Hello WSO/Ann Landers,
I was too embarrassed to ask this on my regular fake name, but I'm a long time user with a bit of a problem/mindf*ck . Feel free to fling away but I want to get this off my chest.
So I'm happily married, and somewhere in age between the average new WSO user and @Edmundo Braverman. I love my wife to death, but for whatever reason, BAM, I've developed feelings ... for my supervisor. And I mean, this just hit me about a week ago, after we'd spent time outside of work (completely innocent, other teammates around, I don't think the interest is mutual).
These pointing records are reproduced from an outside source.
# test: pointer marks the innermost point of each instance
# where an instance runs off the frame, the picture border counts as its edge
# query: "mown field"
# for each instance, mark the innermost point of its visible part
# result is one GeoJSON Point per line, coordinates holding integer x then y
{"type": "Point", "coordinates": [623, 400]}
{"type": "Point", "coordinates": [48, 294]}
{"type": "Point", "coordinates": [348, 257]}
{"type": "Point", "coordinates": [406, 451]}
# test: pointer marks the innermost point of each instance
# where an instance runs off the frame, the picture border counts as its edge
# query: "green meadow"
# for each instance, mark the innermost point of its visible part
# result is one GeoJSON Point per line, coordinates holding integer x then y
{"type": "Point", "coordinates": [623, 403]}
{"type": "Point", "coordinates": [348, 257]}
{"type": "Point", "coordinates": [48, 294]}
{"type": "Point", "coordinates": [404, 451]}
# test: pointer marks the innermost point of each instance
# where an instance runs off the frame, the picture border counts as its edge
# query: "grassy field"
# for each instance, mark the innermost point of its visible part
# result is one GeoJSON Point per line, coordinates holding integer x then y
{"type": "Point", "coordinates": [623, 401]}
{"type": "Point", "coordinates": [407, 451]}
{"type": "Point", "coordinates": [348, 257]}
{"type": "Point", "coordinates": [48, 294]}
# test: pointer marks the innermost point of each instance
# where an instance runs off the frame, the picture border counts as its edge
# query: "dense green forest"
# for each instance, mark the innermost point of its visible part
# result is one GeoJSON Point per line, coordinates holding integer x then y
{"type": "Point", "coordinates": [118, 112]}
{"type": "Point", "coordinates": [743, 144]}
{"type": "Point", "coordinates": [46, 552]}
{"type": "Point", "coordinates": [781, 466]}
I've worked for her for a while, and yes, she's always been easy on the eyes and had a great personality, etc., so I don't know what the shit is happening. As weird as that sounds, it just kinda happened, or so I think. It came on aggressive, and I'm trying like a mo-fo to tell myself it's wrong and move on with my life.
What is this, my third-life crisis? Do I just need a tattoo or drum set or a Tesla or something? I've already determined I need to grow a pair, so don't remind me. I'm really writing because this shit has distracted me constantly at work and home. I want to go back to thinking only about the family, and just want to know if anyone else has dealt with this and how you pushed through it (outside of acting on your desires). I wish it were just need for tail, I'd go take a shower.